La combinazione di dolore e aggressione è una miscela che pare inevitabile, ancorché i due ingredienti – il dolore che si vive e la modalità di sfamarlo con l’aggressione – siano quasi totalmente un prodotto psichico e persino culturale. Come sappiamo la ferita non è mai un’esperienza oggettiva, il cui dolore sarebbe solamente in relazione con i fatti vissuti. In realtà, ciascuno ha solidità e fragilità differenti che producono il modo di elaborare quel che vive attraverso il dolore, la strategia di cui si avvale la risposta emotiva per proteggere o riparare la propria integrità.
Perciò potrebbe aiutare nella consapevolezza di sé chiedersi quando e come si ricorre a strategie aggressive, per ottenere dagli altri ciò di cui si ha bisogno per elaborare il proprio dolore.

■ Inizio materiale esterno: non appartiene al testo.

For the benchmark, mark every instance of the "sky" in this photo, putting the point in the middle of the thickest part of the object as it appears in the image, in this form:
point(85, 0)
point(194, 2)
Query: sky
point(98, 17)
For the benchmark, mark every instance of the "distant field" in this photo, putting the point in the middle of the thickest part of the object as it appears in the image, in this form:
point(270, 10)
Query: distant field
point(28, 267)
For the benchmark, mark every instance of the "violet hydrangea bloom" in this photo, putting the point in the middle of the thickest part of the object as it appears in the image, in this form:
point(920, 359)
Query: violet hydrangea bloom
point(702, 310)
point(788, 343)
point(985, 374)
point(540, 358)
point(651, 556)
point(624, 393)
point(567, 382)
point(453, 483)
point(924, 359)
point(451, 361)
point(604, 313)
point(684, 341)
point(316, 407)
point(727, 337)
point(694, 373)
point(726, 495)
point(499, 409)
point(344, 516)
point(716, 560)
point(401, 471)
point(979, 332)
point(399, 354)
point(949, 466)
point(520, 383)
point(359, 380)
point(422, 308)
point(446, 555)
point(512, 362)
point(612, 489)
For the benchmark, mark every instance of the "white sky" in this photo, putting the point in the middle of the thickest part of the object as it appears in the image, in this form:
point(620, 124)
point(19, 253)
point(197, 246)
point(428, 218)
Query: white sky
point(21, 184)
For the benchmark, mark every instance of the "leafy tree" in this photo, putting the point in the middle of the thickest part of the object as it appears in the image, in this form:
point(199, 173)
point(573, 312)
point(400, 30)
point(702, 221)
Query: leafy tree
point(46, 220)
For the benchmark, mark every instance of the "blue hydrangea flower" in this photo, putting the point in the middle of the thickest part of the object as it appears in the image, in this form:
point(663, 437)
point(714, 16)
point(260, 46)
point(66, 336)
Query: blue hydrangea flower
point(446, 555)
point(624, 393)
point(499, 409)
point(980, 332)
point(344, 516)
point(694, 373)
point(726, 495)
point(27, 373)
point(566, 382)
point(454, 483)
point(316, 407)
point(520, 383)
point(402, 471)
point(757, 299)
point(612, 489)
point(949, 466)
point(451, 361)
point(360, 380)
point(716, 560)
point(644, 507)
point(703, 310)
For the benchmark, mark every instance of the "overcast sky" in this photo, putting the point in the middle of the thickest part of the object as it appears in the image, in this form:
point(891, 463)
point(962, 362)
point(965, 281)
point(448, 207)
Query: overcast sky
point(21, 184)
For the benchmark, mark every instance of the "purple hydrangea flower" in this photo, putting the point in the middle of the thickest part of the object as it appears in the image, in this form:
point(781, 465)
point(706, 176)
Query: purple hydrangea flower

Strategie che fondano la loro efficacia sulla debolezza:
- la debolezza del destinatario, quando è dominato dal bisogno di approvazione e dal timore dell’abbandono, risultando così più esposto e sensibile ai ricatti emotivi a cui è sottoposto;
- ed anche la debolezza di chi ricorre al ricatto emotivo, per sfamare il proprio dolore e ottenere un riconoscimento identitario, piegando e subordinando così la propria serenità e indipendenza emotiva alle modalità di agire degli altri.
Ancora una volta troviamo uno dei temi esistenziali più difficili da dipanare: perché e come indirizzare le potenti forze dei propri meccanismi psichici verso modi che consentono di vivere al meglio il senso e i modi d’essere che si vorrebbero nella propria vita.